One side of my mouth crept up in amusement as I climbed from my car and looked up at the gray-clad house. Mom had called it her home for the last three and a half years, but I hadn’t even spent one night under its roof. I always thought that home was where you felt the love, but sometimes I wasn’t so sure.
Knocking on the door, I let myself in and closed the door behind me. “Hello?”
A split second later, Mom’s voice echoed toward me. “In the kitchen!”
Following the smell of baking pastry, I moved toward the back of the house and found her behind the kitchen counter.
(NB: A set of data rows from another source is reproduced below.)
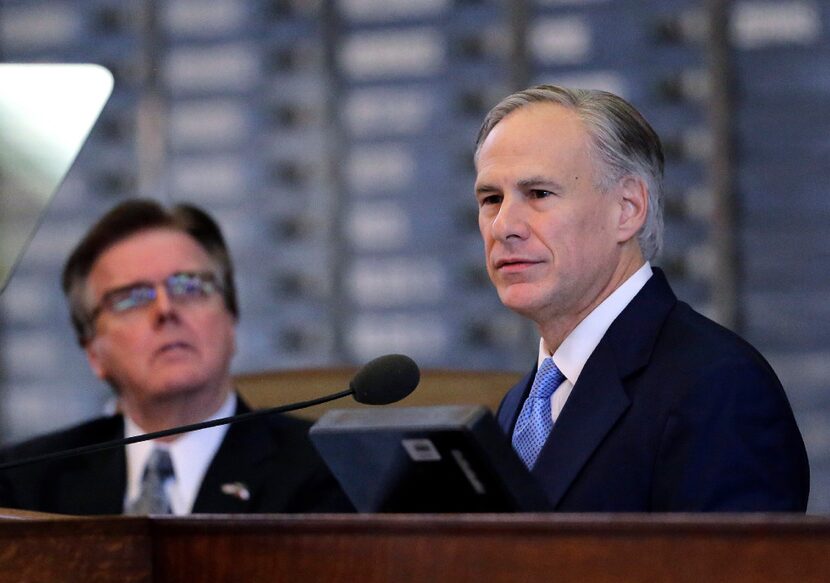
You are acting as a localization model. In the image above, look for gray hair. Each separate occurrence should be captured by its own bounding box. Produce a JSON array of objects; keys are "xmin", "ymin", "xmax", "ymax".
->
[{"xmin": 475, "ymin": 85, "xmax": 664, "ymax": 260}]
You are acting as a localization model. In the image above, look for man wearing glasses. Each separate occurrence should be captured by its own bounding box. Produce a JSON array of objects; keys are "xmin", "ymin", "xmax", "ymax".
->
[{"xmin": 0, "ymin": 200, "xmax": 351, "ymax": 514}]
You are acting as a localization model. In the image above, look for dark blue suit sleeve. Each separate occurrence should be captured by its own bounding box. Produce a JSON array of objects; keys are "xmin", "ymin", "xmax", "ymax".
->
[{"xmin": 652, "ymin": 361, "xmax": 810, "ymax": 512}]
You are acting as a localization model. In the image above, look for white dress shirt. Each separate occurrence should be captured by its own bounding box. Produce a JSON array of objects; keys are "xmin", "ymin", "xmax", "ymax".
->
[
  {"xmin": 538, "ymin": 261, "xmax": 652, "ymax": 423},
  {"xmin": 124, "ymin": 393, "xmax": 236, "ymax": 515}
]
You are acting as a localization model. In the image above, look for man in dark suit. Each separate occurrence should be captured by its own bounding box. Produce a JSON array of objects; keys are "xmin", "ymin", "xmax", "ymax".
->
[
  {"xmin": 475, "ymin": 85, "xmax": 809, "ymax": 512},
  {"xmin": 0, "ymin": 200, "xmax": 351, "ymax": 514}
]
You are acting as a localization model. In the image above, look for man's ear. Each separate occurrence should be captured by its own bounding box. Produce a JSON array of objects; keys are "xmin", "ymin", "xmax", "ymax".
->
[
  {"xmin": 84, "ymin": 338, "xmax": 107, "ymax": 380},
  {"xmin": 617, "ymin": 176, "xmax": 648, "ymax": 243}
]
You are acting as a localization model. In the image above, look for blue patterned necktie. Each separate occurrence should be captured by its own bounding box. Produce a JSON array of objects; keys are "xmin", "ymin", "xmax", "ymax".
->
[
  {"xmin": 127, "ymin": 448, "xmax": 173, "ymax": 514},
  {"xmin": 513, "ymin": 357, "xmax": 565, "ymax": 469}
]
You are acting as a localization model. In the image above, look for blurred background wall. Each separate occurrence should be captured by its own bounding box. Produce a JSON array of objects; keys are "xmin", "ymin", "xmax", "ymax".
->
[{"xmin": 0, "ymin": 0, "xmax": 830, "ymax": 513}]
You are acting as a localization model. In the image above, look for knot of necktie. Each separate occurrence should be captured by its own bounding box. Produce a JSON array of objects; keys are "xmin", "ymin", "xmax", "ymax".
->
[
  {"xmin": 127, "ymin": 448, "xmax": 173, "ymax": 514},
  {"xmin": 513, "ymin": 357, "xmax": 565, "ymax": 469}
]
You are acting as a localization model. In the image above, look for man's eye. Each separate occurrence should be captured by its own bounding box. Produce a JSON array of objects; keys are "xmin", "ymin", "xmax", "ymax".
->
[
  {"xmin": 478, "ymin": 194, "xmax": 502, "ymax": 206},
  {"xmin": 530, "ymin": 189, "xmax": 553, "ymax": 198}
]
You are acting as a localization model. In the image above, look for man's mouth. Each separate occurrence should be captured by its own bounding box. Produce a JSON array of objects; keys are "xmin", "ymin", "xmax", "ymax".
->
[
  {"xmin": 156, "ymin": 341, "xmax": 193, "ymax": 356},
  {"xmin": 496, "ymin": 257, "xmax": 541, "ymax": 271}
]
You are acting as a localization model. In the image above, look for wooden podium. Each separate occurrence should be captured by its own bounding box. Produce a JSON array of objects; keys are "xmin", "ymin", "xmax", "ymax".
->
[{"xmin": 0, "ymin": 511, "xmax": 830, "ymax": 583}]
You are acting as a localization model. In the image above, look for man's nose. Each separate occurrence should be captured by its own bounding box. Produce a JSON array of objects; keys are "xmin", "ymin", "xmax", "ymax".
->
[
  {"xmin": 492, "ymin": 195, "xmax": 530, "ymax": 241},
  {"xmin": 153, "ymin": 283, "xmax": 175, "ymax": 319}
]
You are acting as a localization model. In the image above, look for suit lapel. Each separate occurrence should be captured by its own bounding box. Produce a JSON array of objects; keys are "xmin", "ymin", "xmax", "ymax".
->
[
  {"xmin": 528, "ymin": 268, "xmax": 677, "ymax": 507},
  {"xmin": 532, "ymin": 347, "xmax": 630, "ymax": 508},
  {"xmin": 193, "ymin": 400, "xmax": 272, "ymax": 514},
  {"xmin": 58, "ymin": 416, "xmax": 127, "ymax": 514}
]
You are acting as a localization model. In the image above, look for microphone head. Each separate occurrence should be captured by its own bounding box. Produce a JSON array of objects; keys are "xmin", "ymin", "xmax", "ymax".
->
[{"xmin": 349, "ymin": 354, "xmax": 421, "ymax": 405}]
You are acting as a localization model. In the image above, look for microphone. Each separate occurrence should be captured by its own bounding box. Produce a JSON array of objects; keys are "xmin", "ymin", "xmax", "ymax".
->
[
  {"xmin": 0, "ymin": 354, "xmax": 421, "ymax": 471},
  {"xmin": 349, "ymin": 354, "xmax": 421, "ymax": 405}
]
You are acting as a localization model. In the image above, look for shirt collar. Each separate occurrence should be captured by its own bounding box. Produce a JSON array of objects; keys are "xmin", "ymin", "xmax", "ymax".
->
[
  {"xmin": 124, "ymin": 392, "xmax": 236, "ymax": 514},
  {"xmin": 537, "ymin": 261, "xmax": 653, "ymax": 384}
]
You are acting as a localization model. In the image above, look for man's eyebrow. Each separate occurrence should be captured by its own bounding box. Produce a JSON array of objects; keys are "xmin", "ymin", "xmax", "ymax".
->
[
  {"xmin": 517, "ymin": 176, "xmax": 562, "ymax": 189},
  {"xmin": 476, "ymin": 184, "xmax": 499, "ymax": 194}
]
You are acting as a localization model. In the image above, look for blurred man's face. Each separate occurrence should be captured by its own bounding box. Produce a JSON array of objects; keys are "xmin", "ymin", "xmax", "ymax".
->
[
  {"xmin": 86, "ymin": 229, "xmax": 236, "ymax": 420},
  {"xmin": 476, "ymin": 103, "xmax": 624, "ymax": 326}
]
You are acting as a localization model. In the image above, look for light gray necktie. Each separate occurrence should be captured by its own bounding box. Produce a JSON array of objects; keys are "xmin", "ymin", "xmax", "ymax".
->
[
  {"xmin": 127, "ymin": 448, "xmax": 173, "ymax": 514},
  {"xmin": 513, "ymin": 357, "xmax": 565, "ymax": 469}
]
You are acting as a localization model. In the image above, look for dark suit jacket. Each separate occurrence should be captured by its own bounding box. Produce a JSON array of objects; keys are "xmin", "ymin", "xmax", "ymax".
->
[
  {"xmin": 0, "ymin": 400, "xmax": 353, "ymax": 514},
  {"xmin": 498, "ymin": 269, "xmax": 810, "ymax": 512}
]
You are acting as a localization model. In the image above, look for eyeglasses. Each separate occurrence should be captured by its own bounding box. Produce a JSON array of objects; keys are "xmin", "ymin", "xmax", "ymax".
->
[{"xmin": 89, "ymin": 271, "xmax": 222, "ymax": 325}]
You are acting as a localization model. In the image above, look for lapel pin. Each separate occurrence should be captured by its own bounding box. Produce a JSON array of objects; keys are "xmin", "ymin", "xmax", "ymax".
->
[{"xmin": 222, "ymin": 482, "xmax": 251, "ymax": 502}]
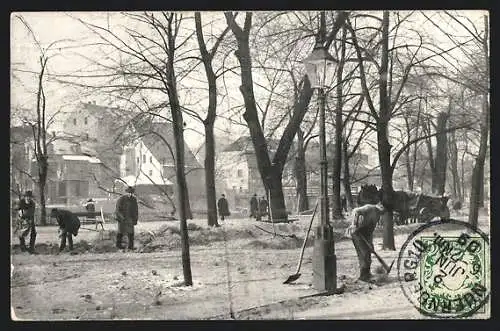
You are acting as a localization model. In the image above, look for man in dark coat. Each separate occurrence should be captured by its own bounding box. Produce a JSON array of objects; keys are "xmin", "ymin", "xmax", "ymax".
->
[
  {"xmin": 340, "ymin": 194, "xmax": 347, "ymax": 212},
  {"xmin": 115, "ymin": 186, "xmax": 139, "ymax": 250},
  {"xmin": 259, "ymin": 197, "xmax": 269, "ymax": 216},
  {"xmin": 17, "ymin": 191, "xmax": 36, "ymax": 254},
  {"xmin": 250, "ymin": 194, "xmax": 259, "ymax": 218},
  {"xmin": 217, "ymin": 194, "xmax": 231, "ymax": 221},
  {"xmin": 85, "ymin": 198, "xmax": 95, "ymax": 222},
  {"xmin": 346, "ymin": 203, "xmax": 384, "ymax": 282},
  {"xmin": 50, "ymin": 208, "xmax": 80, "ymax": 252}
]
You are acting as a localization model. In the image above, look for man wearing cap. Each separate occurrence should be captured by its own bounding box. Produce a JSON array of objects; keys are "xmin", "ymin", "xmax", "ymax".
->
[
  {"xmin": 85, "ymin": 198, "xmax": 95, "ymax": 223},
  {"xmin": 17, "ymin": 191, "xmax": 36, "ymax": 254},
  {"xmin": 250, "ymin": 193, "xmax": 259, "ymax": 218},
  {"xmin": 346, "ymin": 202, "xmax": 384, "ymax": 282},
  {"xmin": 217, "ymin": 194, "xmax": 231, "ymax": 221},
  {"xmin": 50, "ymin": 208, "xmax": 80, "ymax": 252},
  {"xmin": 115, "ymin": 186, "xmax": 139, "ymax": 250}
]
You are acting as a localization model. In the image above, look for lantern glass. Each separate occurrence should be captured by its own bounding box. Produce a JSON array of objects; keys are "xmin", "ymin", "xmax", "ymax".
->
[{"xmin": 304, "ymin": 47, "xmax": 337, "ymax": 88}]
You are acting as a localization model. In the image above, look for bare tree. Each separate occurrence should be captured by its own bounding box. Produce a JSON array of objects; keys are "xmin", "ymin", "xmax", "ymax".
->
[
  {"xmin": 225, "ymin": 12, "xmax": 346, "ymax": 220},
  {"xmin": 195, "ymin": 12, "xmax": 229, "ymax": 226}
]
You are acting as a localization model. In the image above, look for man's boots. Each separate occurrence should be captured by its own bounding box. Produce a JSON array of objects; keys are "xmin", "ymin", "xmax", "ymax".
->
[
  {"xmin": 359, "ymin": 267, "xmax": 371, "ymax": 282},
  {"xmin": 19, "ymin": 237, "xmax": 28, "ymax": 252},
  {"xmin": 128, "ymin": 233, "xmax": 135, "ymax": 250},
  {"xmin": 116, "ymin": 233, "xmax": 123, "ymax": 249},
  {"xmin": 28, "ymin": 230, "xmax": 36, "ymax": 254}
]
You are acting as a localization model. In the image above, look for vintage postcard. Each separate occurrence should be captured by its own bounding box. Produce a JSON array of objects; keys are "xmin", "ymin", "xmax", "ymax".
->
[{"xmin": 9, "ymin": 9, "xmax": 492, "ymax": 322}]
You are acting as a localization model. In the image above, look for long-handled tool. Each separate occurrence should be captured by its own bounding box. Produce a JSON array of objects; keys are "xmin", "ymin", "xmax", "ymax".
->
[
  {"xmin": 357, "ymin": 233, "xmax": 396, "ymax": 274},
  {"xmin": 283, "ymin": 201, "xmax": 318, "ymax": 284}
]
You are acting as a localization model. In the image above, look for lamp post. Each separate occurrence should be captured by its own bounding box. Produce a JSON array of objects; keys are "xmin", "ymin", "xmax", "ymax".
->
[{"xmin": 303, "ymin": 43, "xmax": 337, "ymax": 292}]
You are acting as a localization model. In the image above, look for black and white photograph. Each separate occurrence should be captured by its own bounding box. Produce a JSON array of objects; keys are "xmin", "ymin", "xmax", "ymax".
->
[{"xmin": 9, "ymin": 9, "xmax": 492, "ymax": 322}]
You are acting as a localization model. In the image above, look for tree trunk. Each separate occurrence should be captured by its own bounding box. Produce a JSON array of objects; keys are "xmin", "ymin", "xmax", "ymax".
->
[
  {"xmin": 195, "ymin": 12, "xmax": 221, "ymax": 226},
  {"xmin": 225, "ymin": 12, "xmax": 318, "ymax": 222},
  {"xmin": 449, "ymin": 131, "xmax": 463, "ymax": 201},
  {"xmin": 294, "ymin": 129, "xmax": 309, "ymax": 212},
  {"xmin": 332, "ymin": 27, "xmax": 346, "ymax": 219},
  {"xmin": 342, "ymin": 138, "xmax": 354, "ymax": 209},
  {"xmin": 38, "ymin": 156, "xmax": 48, "ymax": 225},
  {"xmin": 166, "ymin": 14, "xmax": 193, "ymax": 286},
  {"xmin": 377, "ymin": 11, "xmax": 396, "ymax": 250},
  {"xmin": 469, "ymin": 16, "xmax": 490, "ymax": 228},
  {"xmin": 432, "ymin": 112, "xmax": 448, "ymax": 195},
  {"xmin": 205, "ymin": 124, "xmax": 219, "ymax": 226},
  {"xmin": 404, "ymin": 148, "xmax": 415, "ymax": 192}
]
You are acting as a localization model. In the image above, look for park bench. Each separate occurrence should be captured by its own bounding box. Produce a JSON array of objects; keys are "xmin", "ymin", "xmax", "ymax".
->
[{"xmin": 73, "ymin": 208, "xmax": 105, "ymax": 231}]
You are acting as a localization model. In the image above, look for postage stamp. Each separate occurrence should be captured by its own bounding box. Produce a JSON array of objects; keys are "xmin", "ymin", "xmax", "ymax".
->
[{"xmin": 397, "ymin": 219, "xmax": 490, "ymax": 318}]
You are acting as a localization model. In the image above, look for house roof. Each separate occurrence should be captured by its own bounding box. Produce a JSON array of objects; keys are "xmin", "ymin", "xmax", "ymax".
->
[
  {"xmin": 51, "ymin": 139, "xmax": 97, "ymax": 156},
  {"xmin": 223, "ymin": 136, "xmax": 279, "ymax": 152},
  {"xmin": 133, "ymin": 119, "xmax": 202, "ymax": 168},
  {"xmin": 62, "ymin": 154, "xmax": 101, "ymax": 163},
  {"xmin": 117, "ymin": 173, "xmax": 173, "ymax": 186},
  {"xmin": 10, "ymin": 126, "xmax": 33, "ymax": 144}
]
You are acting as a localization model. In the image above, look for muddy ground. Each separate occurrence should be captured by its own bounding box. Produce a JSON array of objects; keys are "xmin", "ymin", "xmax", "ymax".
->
[{"xmin": 11, "ymin": 217, "xmax": 489, "ymax": 320}]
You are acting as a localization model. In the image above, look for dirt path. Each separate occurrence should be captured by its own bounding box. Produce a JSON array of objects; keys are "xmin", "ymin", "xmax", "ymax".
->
[{"xmin": 11, "ymin": 217, "xmax": 488, "ymax": 320}]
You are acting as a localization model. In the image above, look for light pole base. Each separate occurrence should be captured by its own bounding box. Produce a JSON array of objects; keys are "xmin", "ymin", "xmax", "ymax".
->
[{"xmin": 312, "ymin": 224, "xmax": 337, "ymax": 292}]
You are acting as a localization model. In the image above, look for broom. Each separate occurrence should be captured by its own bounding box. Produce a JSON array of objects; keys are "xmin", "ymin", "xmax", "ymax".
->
[{"xmin": 283, "ymin": 200, "xmax": 318, "ymax": 284}]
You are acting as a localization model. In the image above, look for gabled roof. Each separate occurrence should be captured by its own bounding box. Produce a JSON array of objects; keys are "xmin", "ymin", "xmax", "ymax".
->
[
  {"xmin": 133, "ymin": 119, "xmax": 202, "ymax": 168},
  {"xmin": 10, "ymin": 125, "xmax": 33, "ymax": 144},
  {"xmin": 223, "ymin": 136, "xmax": 279, "ymax": 154}
]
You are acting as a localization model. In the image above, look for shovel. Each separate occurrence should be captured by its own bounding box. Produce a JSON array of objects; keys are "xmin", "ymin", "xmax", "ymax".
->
[
  {"xmin": 283, "ymin": 201, "xmax": 318, "ymax": 284},
  {"xmin": 358, "ymin": 234, "xmax": 396, "ymax": 274}
]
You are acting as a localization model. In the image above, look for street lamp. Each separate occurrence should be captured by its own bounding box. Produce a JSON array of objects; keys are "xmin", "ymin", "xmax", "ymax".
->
[{"xmin": 303, "ymin": 43, "xmax": 337, "ymax": 292}]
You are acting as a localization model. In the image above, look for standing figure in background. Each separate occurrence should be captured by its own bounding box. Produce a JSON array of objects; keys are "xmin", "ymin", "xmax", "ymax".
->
[
  {"xmin": 50, "ymin": 208, "xmax": 80, "ymax": 252},
  {"xmin": 217, "ymin": 194, "xmax": 231, "ymax": 221},
  {"xmin": 340, "ymin": 194, "xmax": 347, "ymax": 213},
  {"xmin": 85, "ymin": 198, "xmax": 96, "ymax": 223},
  {"xmin": 259, "ymin": 197, "xmax": 269, "ymax": 216},
  {"xmin": 250, "ymin": 194, "xmax": 259, "ymax": 218},
  {"xmin": 17, "ymin": 191, "xmax": 36, "ymax": 254},
  {"xmin": 115, "ymin": 186, "xmax": 139, "ymax": 250}
]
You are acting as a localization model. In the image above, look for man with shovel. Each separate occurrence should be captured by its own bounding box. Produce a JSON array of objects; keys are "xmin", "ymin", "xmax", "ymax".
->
[{"xmin": 346, "ymin": 203, "xmax": 384, "ymax": 282}]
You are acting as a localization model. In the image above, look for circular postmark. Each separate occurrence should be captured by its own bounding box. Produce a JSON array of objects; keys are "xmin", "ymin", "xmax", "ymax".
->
[{"xmin": 397, "ymin": 219, "xmax": 490, "ymax": 318}]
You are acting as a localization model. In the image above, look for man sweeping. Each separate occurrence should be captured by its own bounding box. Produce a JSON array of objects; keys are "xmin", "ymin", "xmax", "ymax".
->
[
  {"xmin": 115, "ymin": 186, "xmax": 139, "ymax": 250},
  {"xmin": 346, "ymin": 203, "xmax": 384, "ymax": 282},
  {"xmin": 16, "ymin": 191, "xmax": 36, "ymax": 254},
  {"xmin": 50, "ymin": 208, "xmax": 80, "ymax": 252}
]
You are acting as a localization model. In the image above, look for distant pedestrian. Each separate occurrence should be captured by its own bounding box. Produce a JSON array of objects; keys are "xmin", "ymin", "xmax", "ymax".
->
[
  {"xmin": 340, "ymin": 194, "xmax": 347, "ymax": 213},
  {"xmin": 259, "ymin": 197, "xmax": 269, "ymax": 216},
  {"xmin": 50, "ymin": 208, "xmax": 80, "ymax": 252},
  {"xmin": 115, "ymin": 186, "xmax": 139, "ymax": 250},
  {"xmin": 250, "ymin": 194, "xmax": 259, "ymax": 218},
  {"xmin": 85, "ymin": 198, "xmax": 96, "ymax": 223},
  {"xmin": 217, "ymin": 194, "xmax": 231, "ymax": 221},
  {"xmin": 16, "ymin": 191, "xmax": 36, "ymax": 254}
]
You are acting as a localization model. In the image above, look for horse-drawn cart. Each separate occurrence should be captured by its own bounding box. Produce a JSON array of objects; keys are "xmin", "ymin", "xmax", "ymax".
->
[{"xmin": 358, "ymin": 185, "xmax": 450, "ymax": 225}]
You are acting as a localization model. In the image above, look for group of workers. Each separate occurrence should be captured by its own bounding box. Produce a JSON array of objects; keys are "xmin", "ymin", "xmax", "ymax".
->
[
  {"xmin": 16, "ymin": 186, "xmax": 384, "ymax": 281},
  {"xmin": 14, "ymin": 186, "xmax": 139, "ymax": 254}
]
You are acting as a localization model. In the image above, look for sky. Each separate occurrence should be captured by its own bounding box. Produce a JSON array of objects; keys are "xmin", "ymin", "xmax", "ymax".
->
[{"xmin": 10, "ymin": 11, "xmax": 487, "ymax": 153}]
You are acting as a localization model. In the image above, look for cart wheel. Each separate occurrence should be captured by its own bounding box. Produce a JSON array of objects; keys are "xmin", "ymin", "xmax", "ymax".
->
[
  {"xmin": 418, "ymin": 207, "xmax": 434, "ymax": 223},
  {"xmin": 440, "ymin": 206, "xmax": 450, "ymax": 218}
]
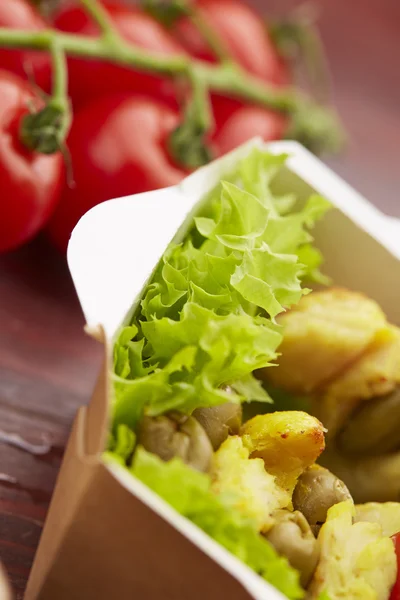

Norman, my stepdad, sat at the table, his nose buried deep in a newspaper.
Mom smiled as I breezed into the room. Wiping her hands on a dish towel, she came to wrap her arms around me. “Hey, there, my sweet girl. I didn’t know you were dropping in today.”
“Spur of the moment,” I said, squeezing her back. As she released me, I glanced over at Norman and smiled. “Hi, Norman.”
I watched his immobile back for a little while before giving a slight shrug and scooping up a baked goody off the counter.
“Norman,” Mom said, a hint of warning in her voice.
It was an argument that ensued almost every time I visited. It was one of the reasons I chose to stay away most of the time. Norman glanced up, his gaze falling to me blandly. “Oh, hi, Jess,” he said, his gaze back on the newspaper before he’d even finished speaking.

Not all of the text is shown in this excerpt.